燕簫梅進了茶室,地板上沒有木凳,他盤膝坐在雪兒對面。
為他注滿一杯新茶,雪兒嫣然一笑:“你最好並起雙腿跪坐,你現在坐的樣子,總提醒我剛才看見的東西。”
“這並不好笑。”燕簫梅接過茶碗,皺起眉頭。
“若要喝我的茶,就放下你的刀。”雪兒輕輕,也為自己注了一杯茶。
將茶碗捧在手裡,先聞茶香,雪兒陶醉時,也迷倒了燕簫梅。
如此近的看著她,心已悸動。
雪兒,雪兒,你可知道,十六年來,我每天都要喚你的名字。
放下刀,輕飲茶,沁人心脾。
“吃過了虧,也學不乖。”雪兒無奈的搖頭:“茶裡有毒。”
一愣過後,燕簫梅輕笑:“前方雪從來不用毒物殺人。”
“一個壺裡倒出來的茶,我只聞不喝,你說有沒有毒?”雪兒揚起眉,笑得嬌豔。
難道真的有毒?
在他猶豫時,雪兒輕輕飲了半口茶,又再逗他:“信則有,不信則無,中不中我的毒,全看你的心意。”
中不中你的毒?
從見到你的第一面起,我已經深深的中了你的毒。
仰頭飲盡茶底,將茶碗遞向雪兒。
為他添了新茶,雪兒低眉:“既然大內府的人尋上門了,看來我不隨你走也不行了。”
你說要隨我走,我的確想帶你走。
走到天涯海角,走到天荒地老。
“你,知道我是誰嗎?”燕簫梅終於忍不住了,問出了他最想問的問題。
“我何必知道?”雪兒慢慢飲茶,紅唇微笑:“我只需知道你是大內府的捕快,而我是你要抓的罪犯。”
她不知道我是誰。
她不知道我是誰。
十六年的期盼,只換來一句何必知道。
低下頭,凋零心碎。
“我可以裝作沒見到你。”燕簫梅放下茶碗,臉已蒼白。
“你是捕快,有皇命在身,你不可以。”雪兒輕笑,憐音輕巧:“等我喝完這杯茶,再換了裝,就隨你走。”
她飲茶的時候很美,正如她做一切事情都很美一樣。
“茶,如此斯文。”雪兒輕輕放下茶碗,星眸閃爍:“捕快抓罪犯,不動一招一式,也如此斯文。”

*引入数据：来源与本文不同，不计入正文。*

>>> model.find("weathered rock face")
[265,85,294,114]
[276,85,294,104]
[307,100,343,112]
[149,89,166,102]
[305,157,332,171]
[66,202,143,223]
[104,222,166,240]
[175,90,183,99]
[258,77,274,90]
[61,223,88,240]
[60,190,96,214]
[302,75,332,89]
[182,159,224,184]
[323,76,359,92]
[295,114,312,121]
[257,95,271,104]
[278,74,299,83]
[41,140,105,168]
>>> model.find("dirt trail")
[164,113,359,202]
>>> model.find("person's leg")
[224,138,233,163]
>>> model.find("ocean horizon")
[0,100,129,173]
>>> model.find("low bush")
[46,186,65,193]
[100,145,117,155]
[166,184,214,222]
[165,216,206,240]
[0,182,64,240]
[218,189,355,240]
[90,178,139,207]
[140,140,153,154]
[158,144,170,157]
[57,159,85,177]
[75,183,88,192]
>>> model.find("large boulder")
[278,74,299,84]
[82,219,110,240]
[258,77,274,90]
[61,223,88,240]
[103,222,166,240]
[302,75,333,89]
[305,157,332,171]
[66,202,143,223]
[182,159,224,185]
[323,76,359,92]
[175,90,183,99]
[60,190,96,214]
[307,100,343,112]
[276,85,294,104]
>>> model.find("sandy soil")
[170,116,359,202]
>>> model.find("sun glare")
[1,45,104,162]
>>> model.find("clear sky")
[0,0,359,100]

雪兒婷婷起身,嬌柔無力:“請捕快大人飲茶稍待,我換過裝束後,就會隨你走。”
白襪踏上木屐,雪兒婉轉兩步後,回頭揚笑:“如果捕快大人怕我逃了,也可以看著我換衣服,我不會罵你是登徒浪子,畢竟,我是先把你看光了。”
她說得曼妙,笑得誘惑,背影渺渺,徒惹燕簫梅情傷。
雪兒,無論你是否記得我,我總不會負你。
你相信我。
你一定要相信我。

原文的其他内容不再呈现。